Rinehart is Rinehart — an extreme one-woman fighting machine. But Fairfax is so much more than Roger Corbett.
If Rinehart wants to meddle with editorial, she’s only reconfirming her unsuitability, which was already pretty obvious with that litigation against Seven West Media attempting to have journalist Steve Pennells reveal his sources.
Then you have her demonstrable failure to support the concept of free and open courts with all those endless attempts to suppress the brazen oppression of her own children.
Maybe Corbett should offer a board seat to eldest son John Hancock, as he’s a shareholder too in the companies that are stalking Fairfax. Given that Hancock Prospecting is already carrying some debt and is about to embark on a multibillion dollar coal and iron ore investment program, it really is quite reckless of Gina to spray almost $500 million on two debt-laden media companies.
She hasn’t consulted with three of her adult children, the oppressed Hancock Prospecting minority shareholders, about this disastrous diminution of their respective entitlements. Similarly, if granted control of Fairfax, Gina probably wouldn’t consult with Fairfax minority shareholders, existing directors, editors or anyone else about her calamitous plans to shift the company’s traditional progressive voice to the political Right.
Such a move would probably send Fairfax to the wall.
For all of these reasons, if the mining heiress isn’t prepared to make a full bid to all Fairfax shareholders, there is no way the board should invite her inside the tent. After all, as a director of Ten Network Holdings she actively competes with Fairfax for scarce advertising dollars.
Institutional investors as a whole never fail to disappoint when it comes to sitting on the fence. With the noble exception of Perpetual’s Matt Williams, they have been largely silent about James Packer’s outrageous attempts to seize control of Echo Entertainment Group without making a full bid.
Similarly, it has only been fund manager Simon Marais from Allan Gray speaking out about Gina and the giant South African is playing a dangerous game.
If Rinehart did indeed call an EGM to spill the Fairfax board, Marais would not have his claimed 8% stake to vote in full, as many of Allan Gray’s super funds clients retain voting rights.
Marais was right to play footsies with Rinehart in an attempt to prod a complacent board into belated action. It worked with Monday’s extraordinary plan. However, the stock tanked again yesterday as investors contemplated the fact that Rinehart’s irrational politically motivated buying is about to expire when she hits the 20% takeover threshold.

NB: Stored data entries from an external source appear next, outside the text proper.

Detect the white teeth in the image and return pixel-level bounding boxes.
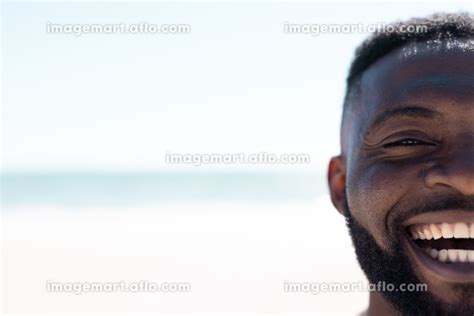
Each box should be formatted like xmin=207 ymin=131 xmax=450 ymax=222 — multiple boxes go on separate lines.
xmin=423 ymin=226 xmax=433 ymax=240
xmin=429 ymin=249 xmax=474 ymax=263
xmin=409 ymin=222 xmax=474 ymax=263
xmin=469 ymin=251 xmax=474 ymax=263
xmin=453 ymin=223 xmax=470 ymax=238
xmin=430 ymin=224 xmax=442 ymax=240
xmin=410 ymin=222 xmax=473 ymax=240
xmin=448 ymin=249 xmax=458 ymax=262
xmin=441 ymin=223 xmax=454 ymax=238
xmin=458 ymin=250 xmax=468 ymax=262
xmin=439 ymin=249 xmax=448 ymax=262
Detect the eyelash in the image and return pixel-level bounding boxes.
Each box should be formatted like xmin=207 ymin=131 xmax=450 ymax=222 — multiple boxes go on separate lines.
xmin=383 ymin=138 xmax=436 ymax=148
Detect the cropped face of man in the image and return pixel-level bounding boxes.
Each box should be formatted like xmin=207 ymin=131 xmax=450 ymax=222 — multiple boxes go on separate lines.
xmin=328 ymin=38 xmax=474 ymax=315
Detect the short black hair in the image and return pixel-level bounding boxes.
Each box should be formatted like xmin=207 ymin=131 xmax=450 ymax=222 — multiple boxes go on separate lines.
xmin=344 ymin=12 xmax=474 ymax=109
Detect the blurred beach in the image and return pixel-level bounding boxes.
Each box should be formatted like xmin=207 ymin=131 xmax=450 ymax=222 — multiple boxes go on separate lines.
xmin=2 ymin=172 xmax=367 ymax=315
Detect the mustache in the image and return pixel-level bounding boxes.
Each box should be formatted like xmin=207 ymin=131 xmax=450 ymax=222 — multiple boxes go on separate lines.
xmin=396 ymin=195 xmax=474 ymax=224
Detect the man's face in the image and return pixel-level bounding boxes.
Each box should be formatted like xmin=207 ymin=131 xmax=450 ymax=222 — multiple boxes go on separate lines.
xmin=329 ymin=40 xmax=474 ymax=314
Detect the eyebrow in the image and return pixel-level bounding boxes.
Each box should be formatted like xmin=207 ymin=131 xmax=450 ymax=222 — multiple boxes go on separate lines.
xmin=370 ymin=105 xmax=441 ymax=129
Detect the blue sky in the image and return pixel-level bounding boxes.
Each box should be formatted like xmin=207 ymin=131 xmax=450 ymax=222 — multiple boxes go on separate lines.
xmin=2 ymin=1 xmax=472 ymax=171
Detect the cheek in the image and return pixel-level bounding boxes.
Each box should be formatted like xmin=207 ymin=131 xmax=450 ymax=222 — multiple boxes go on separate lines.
xmin=347 ymin=161 xmax=420 ymax=250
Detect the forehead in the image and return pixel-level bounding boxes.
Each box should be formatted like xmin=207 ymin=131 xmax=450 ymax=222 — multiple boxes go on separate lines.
xmin=357 ymin=40 xmax=474 ymax=120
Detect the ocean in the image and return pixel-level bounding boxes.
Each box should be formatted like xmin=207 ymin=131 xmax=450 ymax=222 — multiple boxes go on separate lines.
xmin=1 ymin=171 xmax=327 ymax=207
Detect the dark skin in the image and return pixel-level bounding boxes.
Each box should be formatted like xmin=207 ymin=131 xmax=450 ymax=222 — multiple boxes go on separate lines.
xmin=328 ymin=40 xmax=474 ymax=315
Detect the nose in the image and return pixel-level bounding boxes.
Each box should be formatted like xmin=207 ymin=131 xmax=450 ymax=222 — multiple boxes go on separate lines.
xmin=424 ymin=140 xmax=474 ymax=196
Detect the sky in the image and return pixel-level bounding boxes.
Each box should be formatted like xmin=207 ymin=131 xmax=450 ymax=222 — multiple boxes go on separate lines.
xmin=2 ymin=1 xmax=472 ymax=172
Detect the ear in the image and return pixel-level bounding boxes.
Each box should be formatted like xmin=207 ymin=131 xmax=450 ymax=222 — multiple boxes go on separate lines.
xmin=327 ymin=155 xmax=346 ymax=216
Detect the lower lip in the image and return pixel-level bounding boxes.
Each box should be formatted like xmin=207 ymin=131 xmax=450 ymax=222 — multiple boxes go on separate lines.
xmin=405 ymin=236 xmax=474 ymax=283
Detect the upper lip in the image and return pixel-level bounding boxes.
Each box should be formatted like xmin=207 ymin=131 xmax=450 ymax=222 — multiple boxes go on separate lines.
xmin=402 ymin=210 xmax=474 ymax=227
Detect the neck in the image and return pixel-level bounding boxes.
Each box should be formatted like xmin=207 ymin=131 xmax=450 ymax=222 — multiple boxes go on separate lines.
xmin=367 ymin=292 xmax=399 ymax=316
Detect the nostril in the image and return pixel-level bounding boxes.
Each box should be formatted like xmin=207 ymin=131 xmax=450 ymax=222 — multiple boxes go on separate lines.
xmin=423 ymin=165 xmax=474 ymax=195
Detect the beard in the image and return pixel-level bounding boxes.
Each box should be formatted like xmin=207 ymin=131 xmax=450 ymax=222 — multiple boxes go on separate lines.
xmin=343 ymin=195 xmax=474 ymax=315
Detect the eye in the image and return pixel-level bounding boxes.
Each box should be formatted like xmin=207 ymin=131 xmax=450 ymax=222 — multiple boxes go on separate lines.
xmin=383 ymin=138 xmax=436 ymax=148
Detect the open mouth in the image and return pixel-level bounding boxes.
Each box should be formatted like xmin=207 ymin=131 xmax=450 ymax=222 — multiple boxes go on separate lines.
xmin=407 ymin=222 xmax=474 ymax=263
xmin=402 ymin=211 xmax=474 ymax=282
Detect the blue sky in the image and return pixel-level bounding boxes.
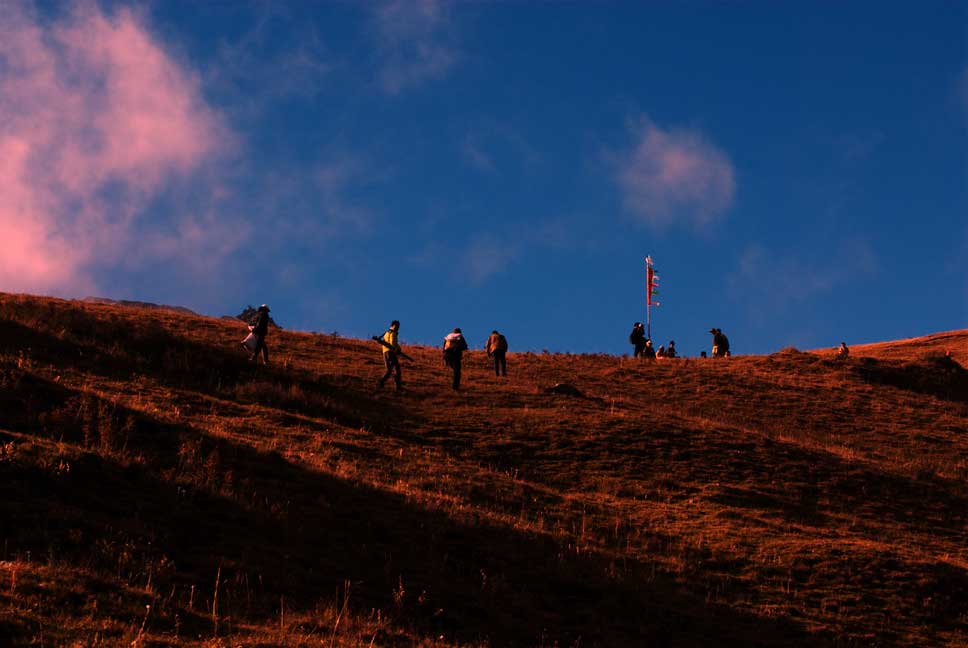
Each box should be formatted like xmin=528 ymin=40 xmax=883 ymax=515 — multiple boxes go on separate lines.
xmin=2 ymin=1 xmax=965 ymax=356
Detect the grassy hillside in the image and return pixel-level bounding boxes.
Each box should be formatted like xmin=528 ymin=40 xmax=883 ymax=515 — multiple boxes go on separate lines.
xmin=1 ymin=292 xmax=966 ymax=647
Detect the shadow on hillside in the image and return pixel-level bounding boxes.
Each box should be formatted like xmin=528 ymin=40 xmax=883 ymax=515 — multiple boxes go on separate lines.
xmin=0 ymin=316 xmax=419 ymax=438
xmin=0 ymin=378 xmax=830 ymax=648
xmin=852 ymin=355 xmax=968 ymax=404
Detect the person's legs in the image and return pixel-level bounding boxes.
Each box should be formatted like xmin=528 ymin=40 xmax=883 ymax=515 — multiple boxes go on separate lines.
xmin=380 ymin=352 xmax=399 ymax=387
xmin=495 ymin=350 xmax=507 ymax=376
xmin=251 ymin=335 xmax=266 ymax=362
xmin=493 ymin=352 xmax=500 ymax=376
xmin=262 ymin=341 xmax=269 ymax=363
xmin=453 ymin=358 xmax=461 ymax=389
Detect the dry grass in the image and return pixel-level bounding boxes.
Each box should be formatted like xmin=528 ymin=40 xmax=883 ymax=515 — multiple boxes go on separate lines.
xmin=1 ymin=292 xmax=966 ymax=647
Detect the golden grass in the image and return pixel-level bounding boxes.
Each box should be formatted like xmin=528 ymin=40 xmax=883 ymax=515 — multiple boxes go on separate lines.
xmin=0 ymin=292 xmax=966 ymax=647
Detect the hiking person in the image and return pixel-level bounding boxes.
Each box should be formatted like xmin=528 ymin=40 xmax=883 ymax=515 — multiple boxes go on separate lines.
xmin=486 ymin=330 xmax=509 ymax=377
xmin=666 ymin=340 xmax=677 ymax=358
xmin=249 ymin=304 xmax=271 ymax=363
xmin=629 ymin=322 xmax=647 ymax=358
xmin=443 ymin=327 xmax=469 ymax=390
xmin=377 ymin=320 xmax=404 ymax=390
xmin=643 ymin=339 xmax=656 ymax=359
xmin=837 ymin=341 xmax=850 ymax=359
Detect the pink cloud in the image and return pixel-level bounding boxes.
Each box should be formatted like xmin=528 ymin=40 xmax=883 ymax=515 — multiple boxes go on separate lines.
xmin=0 ymin=2 xmax=233 ymax=295
xmin=616 ymin=117 xmax=735 ymax=228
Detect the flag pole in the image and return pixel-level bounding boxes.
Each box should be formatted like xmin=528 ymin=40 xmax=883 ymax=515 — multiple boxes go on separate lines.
xmin=645 ymin=256 xmax=651 ymax=340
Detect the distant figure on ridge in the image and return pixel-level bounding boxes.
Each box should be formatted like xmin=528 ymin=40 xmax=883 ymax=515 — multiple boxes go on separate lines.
xmin=629 ymin=322 xmax=647 ymax=358
xmin=710 ymin=328 xmax=730 ymax=358
xmin=443 ymin=327 xmax=469 ymax=390
xmin=837 ymin=341 xmax=850 ymax=359
xmin=656 ymin=344 xmax=666 ymax=358
xmin=376 ymin=320 xmax=405 ymax=390
xmin=666 ymin=340 xmax=677 ymax=358
xmin=486 ymin=330 xmax=509 ymax=377
xmin=643 ymin=339 xmax=656 ymax=359
xmin=249 ymin=304 xmax=271 ymax=364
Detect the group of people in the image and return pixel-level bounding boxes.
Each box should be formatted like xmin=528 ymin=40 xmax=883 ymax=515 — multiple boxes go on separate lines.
xmin=245 ymin=306 xmax=740 ymax=392
xmin=629 ymin=323 xmax=733 ymax=359
xmin=378 ymin=321 xmax=509 ymax=391
xmin=628 ymin=322 xmax=677 ymax=359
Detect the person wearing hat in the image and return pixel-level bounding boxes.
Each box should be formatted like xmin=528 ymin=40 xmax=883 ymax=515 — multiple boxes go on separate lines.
xmin=710 ymin=328 xmax=730 ymax=358
xmin=442 ymin=327 xmax=469 ymax=390
xmin=250 ymin=304 xmax=271 ymax=363
xmin=486 ymin=329 xmax=509 ymax=377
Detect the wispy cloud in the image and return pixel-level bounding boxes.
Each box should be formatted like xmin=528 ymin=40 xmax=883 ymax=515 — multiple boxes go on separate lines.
xmin=208 ymin=6 xmax=333 ymax=113
xmin=0 ymin=2 xmax=235 ymax=295
xmin=614 ymin=117 xmax=735 ymax=229
xmin=460 ymin=124 xmax=544 ymax=175
xmin=372 ymin=0 xmax=459 ymax=94
xmin=731 ymin=240 xmax=879 ymax=314
xmin=459 ymin=218 xmax=582 ymax=284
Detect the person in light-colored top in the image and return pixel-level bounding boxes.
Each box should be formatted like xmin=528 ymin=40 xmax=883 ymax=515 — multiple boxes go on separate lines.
xmin=443 ymin=328 xmax=469 ymax=390
xmin=378 ymin=320 xmax=402 ymax=389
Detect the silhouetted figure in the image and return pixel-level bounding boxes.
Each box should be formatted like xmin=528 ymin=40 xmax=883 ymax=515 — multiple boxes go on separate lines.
xmin=837 ymin=341 xmax=850 ymax=359
xmin=486 ymin=330 xmax=509 ymax=377
xmin=710 ymin=328 xmax=730 ymax=358
xmin=657 ymin=345 xmax=666 ymax=358
xmin=250 ymin=304 xmax=271 ymax=363
xmin=666 ymin=340 xmax=677 ymax=358
xmin=643 ymin=338 xmax=656 ymax=359
xmin=443 ymin=328 xmax=469 ymax=390
xmin=629 ymin=322 xmax=647 ymax=358
xmin=378 ymin=320 xmax=403 ymax=389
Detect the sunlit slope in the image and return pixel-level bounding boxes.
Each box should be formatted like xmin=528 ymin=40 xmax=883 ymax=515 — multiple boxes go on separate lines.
xmin=1 ymin=292 xmax=966 ymax=647
xmin=813 ymin=329 xmax=968 ymax=364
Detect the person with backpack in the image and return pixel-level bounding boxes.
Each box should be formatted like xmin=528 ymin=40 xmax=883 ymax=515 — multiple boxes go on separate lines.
xmin=377 ymin=320 xmax=405 ymax=390
xmin=837 ymin=341 xmax=850 ymax=359
xmin=443 ymin=327 xmax=469 ymax=390
xmin=250 ymin=304 xmax=271 ymax=363
xmin=486 ymin=330 xmax=509 ymax=377
xmin=629 ymin=322 xmax=647 ymax=358
xmin=643 ymin=338 xmax=657 ymax=359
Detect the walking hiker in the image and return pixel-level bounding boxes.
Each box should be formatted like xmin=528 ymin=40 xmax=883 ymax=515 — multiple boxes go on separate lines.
xmin=249 ymin=304 xmax=271 ymax=363
xmin=629 ymin=322 xmax=647 ymax=358
xmin=443 ymin=327 xmax=469 ymax=390
xmin=377 ymin=320 xmax=404 ymax=390
xmin=486 ymin=330 xmax=509 ymax=377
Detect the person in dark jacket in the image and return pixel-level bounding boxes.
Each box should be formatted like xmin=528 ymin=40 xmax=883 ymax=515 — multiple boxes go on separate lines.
xmin=486 ymin=330 xmax=509 ymax=377
xmin=666 ymin=340 xmax=677 ymax=358
xmin=710 ymin=328 xmax=731 ymax=358
xmin=629 ymin=322 xmax=646 ymax=358
xmin=643 ymin=339 xmax=656 ymax=359
xmin=250 ymin=304 xmax=271 ymax=363
xmin=443 ymin=327 xmax=469 ymax=390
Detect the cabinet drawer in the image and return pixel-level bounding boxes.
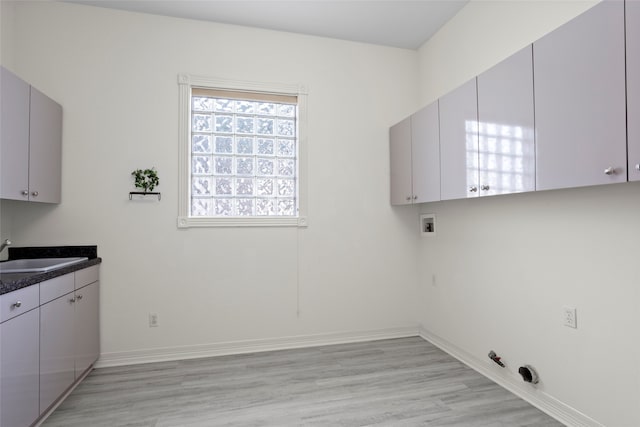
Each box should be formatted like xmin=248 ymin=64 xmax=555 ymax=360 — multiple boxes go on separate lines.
xmin=75 ymin=265 xmax=99 ymax=289
xmin=0 ymin=285 xmax=39 ymax=323
xmin=40 ymin=273 xmax=74 ymax=305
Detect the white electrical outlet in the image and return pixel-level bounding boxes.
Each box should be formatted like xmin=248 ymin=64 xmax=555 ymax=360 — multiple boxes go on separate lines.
xmin=563 ymin=306 xmax=577 ymax=328
xmin=149 ymin=313 xmax=159 ymax=327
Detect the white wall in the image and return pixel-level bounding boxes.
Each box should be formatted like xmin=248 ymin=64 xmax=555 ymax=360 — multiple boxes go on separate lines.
xmin=0 ymin=0 xmax=15 ymax=70
xmin=0 ymin=0 xmax=16 ymax=260
xmin=417 ymin=1 xmax=640 ymax=426
xmin=1 ymin=1 xmax=420 ymax=360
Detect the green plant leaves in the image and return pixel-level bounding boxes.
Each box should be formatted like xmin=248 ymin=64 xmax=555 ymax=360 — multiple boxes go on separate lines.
xmin=131 ymin=168 xmax=159 ymax=192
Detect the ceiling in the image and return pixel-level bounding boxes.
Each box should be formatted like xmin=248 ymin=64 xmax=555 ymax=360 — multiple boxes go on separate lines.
xmin=62 ymin=1 xmax=469 ymax=50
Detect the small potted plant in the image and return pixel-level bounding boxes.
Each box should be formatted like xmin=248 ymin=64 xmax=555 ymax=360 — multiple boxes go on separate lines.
xmin=131 ymin=168 xmax=160 ymax=193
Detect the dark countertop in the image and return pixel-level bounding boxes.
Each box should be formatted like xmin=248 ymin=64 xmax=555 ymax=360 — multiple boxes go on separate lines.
xmin=0 ymin=246 xmax=102 ymax=295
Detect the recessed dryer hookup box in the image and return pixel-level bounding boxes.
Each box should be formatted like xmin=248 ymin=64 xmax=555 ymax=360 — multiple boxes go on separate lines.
xmin=420 ymin=214 xmax=436 ymax=236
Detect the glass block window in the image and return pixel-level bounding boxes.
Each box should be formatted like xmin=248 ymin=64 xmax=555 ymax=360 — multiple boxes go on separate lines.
xmin=190 ymin=88 xmax=298 ymax=218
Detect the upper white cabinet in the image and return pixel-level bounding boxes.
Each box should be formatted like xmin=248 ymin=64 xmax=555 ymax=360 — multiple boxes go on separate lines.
xmin=477 ymin=45 xmax=535 ymax=196
xmin=627 ymin=0 xmax=640 ymax=181
xmin=411 ymin=102 xmax=440 ymax=203
xmin=390 ymin=1 xmax=633 ymax=205
xmin=390 ymin=117 xmax=412 ymax=205
xmin=0 ymin=67 xmax=31 ymax=200
xmin=0 ymin=66 xmax=62 ymax=203
xmin=29 ymin=87 xmax=62 ymax=203
xmin=440 ymin=48 xmax=534 ymax=202
xmin=533 ymin=1 xmax=626 ymax=191
xmin=439 ymin=78 xmax=479 ymax=200
xmin=389 ymin=101 xmax=441 ymax=205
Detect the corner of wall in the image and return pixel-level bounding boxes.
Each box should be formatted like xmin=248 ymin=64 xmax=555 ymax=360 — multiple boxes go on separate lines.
xmin=418 ymin=326 xmax=604 ymax=427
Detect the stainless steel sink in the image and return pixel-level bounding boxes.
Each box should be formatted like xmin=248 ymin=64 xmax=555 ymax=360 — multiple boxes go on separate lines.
xmin=0 ymin=257 xmax=88 ymax=273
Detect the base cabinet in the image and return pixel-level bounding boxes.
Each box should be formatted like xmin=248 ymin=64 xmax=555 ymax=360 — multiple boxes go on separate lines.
xmin=39 ymin=267 xmax=100 ymax=415
xmin=0 ymin=264 xmax=100 ymax=427
xmin=39 ymin=288 xmax=76 ymax=413
xmin=0 ymin=309 xmax=40 ymax=427
xmin=74 ymin=281 xmax=100 ymax=377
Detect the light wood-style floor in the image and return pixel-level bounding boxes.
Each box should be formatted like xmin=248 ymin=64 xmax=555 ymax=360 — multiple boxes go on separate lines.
xmin=42 ymin=337 xmax=563 ymax=426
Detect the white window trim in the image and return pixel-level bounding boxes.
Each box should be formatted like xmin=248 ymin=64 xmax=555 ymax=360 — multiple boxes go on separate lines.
xmin=177 ymin=74 xmax=308 ymax=228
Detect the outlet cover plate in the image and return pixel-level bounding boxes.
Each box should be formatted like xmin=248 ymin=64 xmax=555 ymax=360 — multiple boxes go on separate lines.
xmin=563 ymin=306 xmax=577 ymax=328
xmin=149 ymin=313 xmax=159 ymax=327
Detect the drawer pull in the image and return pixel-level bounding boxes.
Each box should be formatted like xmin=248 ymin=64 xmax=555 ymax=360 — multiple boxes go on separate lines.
xmin=11 ymin=301 xmax=22 ymax=308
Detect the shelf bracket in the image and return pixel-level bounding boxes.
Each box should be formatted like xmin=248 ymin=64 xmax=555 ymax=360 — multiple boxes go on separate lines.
xmin=129 ymin=192 xmax=161 ymax=201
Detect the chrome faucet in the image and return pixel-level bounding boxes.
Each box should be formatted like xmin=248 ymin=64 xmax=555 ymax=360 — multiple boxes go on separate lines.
xmin=0 ymin=239 xmax=11 ymax=254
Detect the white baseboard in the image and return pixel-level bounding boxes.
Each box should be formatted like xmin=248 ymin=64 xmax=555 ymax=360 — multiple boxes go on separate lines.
xmin=96 ymin=326 xmax=418 ymax=368
xmin=418 ymin=326 xmax=603 ymax=427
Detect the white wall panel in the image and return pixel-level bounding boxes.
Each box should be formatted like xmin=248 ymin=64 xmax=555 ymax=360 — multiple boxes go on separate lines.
xmin=3 ymin=1 xmax=420 ymax=359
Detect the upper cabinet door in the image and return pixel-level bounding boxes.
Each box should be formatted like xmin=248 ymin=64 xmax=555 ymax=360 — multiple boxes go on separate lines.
xmin=477 ymin=45 xmax=535 ymax=196
xmin=0 ymin=67 xmax=30 ymax=201
xmin=533 ymin=1 xmax=626 ymax=191
xmin=439 ymin=78 xmax=479 ymax=200
xmin=29 ymin=87 xmax=62 ymax=203
xmin=411 ymin=101 xmax=440 ymax=203
xmin=627 ymin=0 xmax=640 ymax=181
xmin=389 ymin=116 xmax=412 ymax=205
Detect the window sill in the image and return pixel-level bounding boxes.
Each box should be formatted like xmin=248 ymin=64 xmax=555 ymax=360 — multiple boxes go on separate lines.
xmin=177 ymin=216 xmax=308 ymax=228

Rinehart was once very close to Kerry Stokes and now seems tight with fellow Ten investor James Packer. The three billionaires buddies all appear to be fans of creepy backdoor tactics that deny all shareholders a premium for control.
That might be OK at Echo, because Packer does run a good high-roller casino business. But the same can’t be said for Rinehart, who would inevitably end up destroying value at Fairfax.
If the $29 billion woman isn’t even capable of standing up in front of a few journalists and answering questions, she certainly shouldn’t be given control of Australia’s most respected independent media house.
Roger Corbett should try to salvage something from his disastrous stint on the Fairfax board by staring down Rinehart, especially if she won’t sign the board protocol around editorial independence.
As chairman of mass media company, he should also try his hand at speaking publicly about these issues, rather than outsourcing the job to people such as David Marr. After that, he would be well advised to resign and hand over to someone with the time and media experience to lead Fairfax through the challenges ahead.